1. The Court confuses the questions of the existence of a case or controversy under Art. III with the application of the "adequate and independent state ground" doctrine. It is true that the failure of the courts below to rest their decision on a state law ground means that we are not without power to decide the case for that reason. Cf. Murdock v. Memphis, 20 Wall. 590 (1875). But this does not determine whether the presence in fact of state law grounds for the decision below bars a federal court from considering this claim under Supervisors v. Stanley, 105 U.S. 305 (1882).
2. The Court implies that principles of equitable abstention expressed in the Pullman decision never can apply when the court to which the unresolved question of state law will be referred already has considered the case. Ante at 278 n. 8. But, as the unusual posture of this case illustrates, a state court may have considered a case without having had the relevant state law questions presented to it. See n. 3, infra. Where this is true, the policies that underlie Pullman should apply with equal force.

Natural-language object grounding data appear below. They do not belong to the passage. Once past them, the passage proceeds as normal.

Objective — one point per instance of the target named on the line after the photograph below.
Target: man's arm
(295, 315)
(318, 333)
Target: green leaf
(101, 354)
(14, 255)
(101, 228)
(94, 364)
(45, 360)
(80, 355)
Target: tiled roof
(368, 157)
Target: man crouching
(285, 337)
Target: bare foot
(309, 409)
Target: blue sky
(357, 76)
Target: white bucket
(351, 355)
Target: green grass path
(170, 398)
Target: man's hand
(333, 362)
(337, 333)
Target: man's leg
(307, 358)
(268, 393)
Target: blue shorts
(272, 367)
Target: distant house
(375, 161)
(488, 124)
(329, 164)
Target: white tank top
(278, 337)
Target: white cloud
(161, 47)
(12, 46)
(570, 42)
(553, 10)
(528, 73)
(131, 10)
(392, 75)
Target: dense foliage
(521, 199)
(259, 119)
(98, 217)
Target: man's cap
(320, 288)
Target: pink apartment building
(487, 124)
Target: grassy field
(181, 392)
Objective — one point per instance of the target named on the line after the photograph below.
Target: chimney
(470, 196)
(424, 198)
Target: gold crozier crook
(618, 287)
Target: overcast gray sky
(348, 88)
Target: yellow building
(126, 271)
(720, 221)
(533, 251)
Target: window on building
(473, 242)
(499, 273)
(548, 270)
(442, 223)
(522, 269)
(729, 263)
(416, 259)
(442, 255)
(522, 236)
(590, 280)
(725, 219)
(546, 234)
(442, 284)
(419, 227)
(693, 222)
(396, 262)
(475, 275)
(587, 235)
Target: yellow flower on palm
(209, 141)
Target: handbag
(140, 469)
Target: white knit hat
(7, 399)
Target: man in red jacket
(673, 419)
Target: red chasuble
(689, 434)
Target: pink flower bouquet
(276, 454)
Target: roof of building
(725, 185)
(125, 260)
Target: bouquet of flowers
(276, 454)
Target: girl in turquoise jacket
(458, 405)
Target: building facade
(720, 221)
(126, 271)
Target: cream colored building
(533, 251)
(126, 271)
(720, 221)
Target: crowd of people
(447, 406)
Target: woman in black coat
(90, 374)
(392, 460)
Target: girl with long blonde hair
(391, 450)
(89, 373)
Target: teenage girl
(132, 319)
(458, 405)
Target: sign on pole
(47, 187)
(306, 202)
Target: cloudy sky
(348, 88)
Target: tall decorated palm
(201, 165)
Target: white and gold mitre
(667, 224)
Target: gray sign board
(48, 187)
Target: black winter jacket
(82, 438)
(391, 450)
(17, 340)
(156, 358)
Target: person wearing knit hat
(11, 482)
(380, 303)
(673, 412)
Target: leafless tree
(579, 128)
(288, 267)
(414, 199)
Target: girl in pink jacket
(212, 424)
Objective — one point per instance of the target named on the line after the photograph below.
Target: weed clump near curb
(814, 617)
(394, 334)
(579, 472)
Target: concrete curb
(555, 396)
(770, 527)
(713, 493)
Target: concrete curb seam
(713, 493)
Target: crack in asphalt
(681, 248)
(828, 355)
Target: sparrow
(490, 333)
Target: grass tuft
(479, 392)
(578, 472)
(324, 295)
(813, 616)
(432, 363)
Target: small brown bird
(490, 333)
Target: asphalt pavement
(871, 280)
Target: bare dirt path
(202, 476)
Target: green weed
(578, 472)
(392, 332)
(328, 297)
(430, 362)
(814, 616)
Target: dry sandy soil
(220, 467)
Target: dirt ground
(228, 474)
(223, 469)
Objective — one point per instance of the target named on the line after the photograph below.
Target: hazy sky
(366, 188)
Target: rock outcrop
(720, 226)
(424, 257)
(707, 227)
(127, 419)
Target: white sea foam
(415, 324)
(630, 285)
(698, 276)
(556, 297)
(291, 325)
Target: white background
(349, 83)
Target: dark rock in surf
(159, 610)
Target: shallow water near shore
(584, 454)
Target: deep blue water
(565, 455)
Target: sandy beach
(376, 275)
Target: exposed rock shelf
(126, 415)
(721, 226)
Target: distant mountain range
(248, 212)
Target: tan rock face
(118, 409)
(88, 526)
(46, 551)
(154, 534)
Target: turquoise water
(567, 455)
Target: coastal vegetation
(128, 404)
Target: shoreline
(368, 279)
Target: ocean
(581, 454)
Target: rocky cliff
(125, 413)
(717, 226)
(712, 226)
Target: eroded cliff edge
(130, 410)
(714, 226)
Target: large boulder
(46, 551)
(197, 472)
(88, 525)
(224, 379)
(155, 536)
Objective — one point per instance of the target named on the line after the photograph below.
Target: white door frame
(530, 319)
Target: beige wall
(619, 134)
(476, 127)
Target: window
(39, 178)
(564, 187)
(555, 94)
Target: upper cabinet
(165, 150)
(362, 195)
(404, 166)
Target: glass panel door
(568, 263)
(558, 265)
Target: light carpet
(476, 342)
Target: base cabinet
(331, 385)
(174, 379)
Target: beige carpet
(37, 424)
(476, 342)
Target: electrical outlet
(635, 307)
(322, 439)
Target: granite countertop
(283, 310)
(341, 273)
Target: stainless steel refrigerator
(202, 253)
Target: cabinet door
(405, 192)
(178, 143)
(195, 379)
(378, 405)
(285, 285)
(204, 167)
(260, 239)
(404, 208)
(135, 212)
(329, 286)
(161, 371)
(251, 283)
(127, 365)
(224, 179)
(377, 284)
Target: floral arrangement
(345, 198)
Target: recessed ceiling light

3. As the Court notes, in appellee's brief in the Alabama Court of Civil Appeals she stated that
[t]he appellee agrees that the issue before this Court is whether the Alabama alimony laws are unconstitutional because of the gender-based classification made in the statutes.
Ante at 276. She made no reference to Alabama authority that already had held that constitutional attacks on the divorce statute would not be heard unless presented at the time the divorce is contested. See Dale v. Dale, 54 Ala.App. 505, 310 So.2d 225 (1975). Even more inexplicable, appellee before this Court has made no reference to Hughes v. Hughes, 362 So.2d 910 (Ala.App.), cert. dismissed as improvidently granted, 362 So.2d 918 (Ala.1978), appeal docketed, No. 71071, in spite of that decision's clear relevance to this case. It is pertinent that the initial decision in Hughes was handed down more than seven months before appellee filed her brief before us, and that the final decision of the Supreme Court of Alabama was announced a month before argument in this case.
4. It is curious, to say the least, that neither party in this case has raised these questions. The competency of appellee's counsel is evidenced by the thoroughness of the settlement agreement he negotiated and witnessed. Moreover, the questions not raised are neither abstruse nor difficult. In view of the way in which this case has been presented, we cannot dismiss the possibility of some rapprochement between these parties that could affect the genuineness of a case or controversy. There may well be an innocent explanation for these most unusual circumstances, but the absence of any such explanation appearing from the record suggests the wisdom of not deciding the constitutional issue.